「你已經很久沒有到S市了吧?不想來看看?過幾天正好是N老師的第十三年祭奠,接著還有『同窗會』哪。」正月底,從舊友——中澤士郎處打來了電話。
S市在雪國。
在大雪年的話,人們只得從第二層的窗戶出入房屋。這時的S市可以說是雪中的城市。
就在這個城市,我度過了高中的三年時光。
N老師是那時候的英語老師。相對於這個鄉村般的城市的其他老師而言,他更像個大都市裡的人,一點也不土氣。記得他還是東京私立大學畢業的呢。

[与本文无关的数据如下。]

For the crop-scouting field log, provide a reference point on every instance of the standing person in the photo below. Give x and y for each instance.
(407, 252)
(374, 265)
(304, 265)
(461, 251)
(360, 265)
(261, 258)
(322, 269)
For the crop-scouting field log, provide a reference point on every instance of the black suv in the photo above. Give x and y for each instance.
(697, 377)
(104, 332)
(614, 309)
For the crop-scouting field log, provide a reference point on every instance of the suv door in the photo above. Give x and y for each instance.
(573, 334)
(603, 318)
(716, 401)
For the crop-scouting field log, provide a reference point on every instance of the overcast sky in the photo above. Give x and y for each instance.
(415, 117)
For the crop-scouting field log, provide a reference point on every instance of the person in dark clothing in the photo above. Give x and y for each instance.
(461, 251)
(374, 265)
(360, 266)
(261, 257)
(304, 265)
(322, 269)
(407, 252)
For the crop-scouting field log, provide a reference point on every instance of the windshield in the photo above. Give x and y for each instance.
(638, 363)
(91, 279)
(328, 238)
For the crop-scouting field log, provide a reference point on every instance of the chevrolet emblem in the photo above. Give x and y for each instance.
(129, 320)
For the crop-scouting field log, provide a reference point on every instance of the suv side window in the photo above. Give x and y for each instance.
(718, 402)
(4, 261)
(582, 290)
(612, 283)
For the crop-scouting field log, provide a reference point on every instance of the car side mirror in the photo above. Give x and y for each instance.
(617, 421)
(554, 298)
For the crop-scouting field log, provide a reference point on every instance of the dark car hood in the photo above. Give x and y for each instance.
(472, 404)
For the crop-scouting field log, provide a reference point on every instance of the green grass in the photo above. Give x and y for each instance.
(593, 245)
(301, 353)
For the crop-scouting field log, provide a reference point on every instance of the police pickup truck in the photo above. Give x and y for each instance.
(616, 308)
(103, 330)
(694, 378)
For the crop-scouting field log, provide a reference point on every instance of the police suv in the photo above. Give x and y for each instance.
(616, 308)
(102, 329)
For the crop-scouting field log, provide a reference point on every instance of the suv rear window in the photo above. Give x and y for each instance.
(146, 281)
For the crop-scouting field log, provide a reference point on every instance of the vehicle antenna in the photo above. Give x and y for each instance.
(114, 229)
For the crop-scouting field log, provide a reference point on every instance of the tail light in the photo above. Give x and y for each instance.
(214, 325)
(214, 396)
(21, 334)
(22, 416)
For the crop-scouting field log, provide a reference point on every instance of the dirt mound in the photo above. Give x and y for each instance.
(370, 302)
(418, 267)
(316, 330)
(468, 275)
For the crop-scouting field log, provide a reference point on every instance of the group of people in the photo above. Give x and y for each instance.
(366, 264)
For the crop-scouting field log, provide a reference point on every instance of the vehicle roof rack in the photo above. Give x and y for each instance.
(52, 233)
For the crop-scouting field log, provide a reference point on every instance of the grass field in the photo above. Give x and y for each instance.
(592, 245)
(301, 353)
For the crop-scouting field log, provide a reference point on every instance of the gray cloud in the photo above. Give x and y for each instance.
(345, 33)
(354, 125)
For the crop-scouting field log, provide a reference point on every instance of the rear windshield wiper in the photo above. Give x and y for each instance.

現在想來,從某種程度上說,他也許多多少少應該算是個「不良教師」。我也曾零零碎碎地聽說過人們對他的男女關係的種種議論。
但是,在眾多古板僵化的教育者之間,N老師這樣的性格反而更受學生們的喜愛。在這閉塞偏遠的北國城市,他所教授的是外國電影課和文學課等,簡直像是黑暗中出現的光明之路,特別讓我著迷。
「都已經十三年了嗎?」
「光陰似箭啊!」
確實如此。
由於父親工作的需要,我們只在S市住了幾年。所以,那裡沒有親戚,認識的人也不多。我已經記不清最後一次是什麼時候去的。
「坐特快來嘛,很快的。大家都在等著呢,一定得來啊,和你太太和子一塊來吧……」
我與和子結婚還不到兩年。妻子和S市多少也算有點緣份。
她出生在雪國,曾一度呆在東京,雙親去世後,從十八歲到二十歲被住在S市的叔叔收養。對她來說,這兩年也許是最不幸的時代。我們是同歲,又是同一個時期住在同一座城市,可那時我們並不認識,結婚以後才知道這些。她好像也見過N老師。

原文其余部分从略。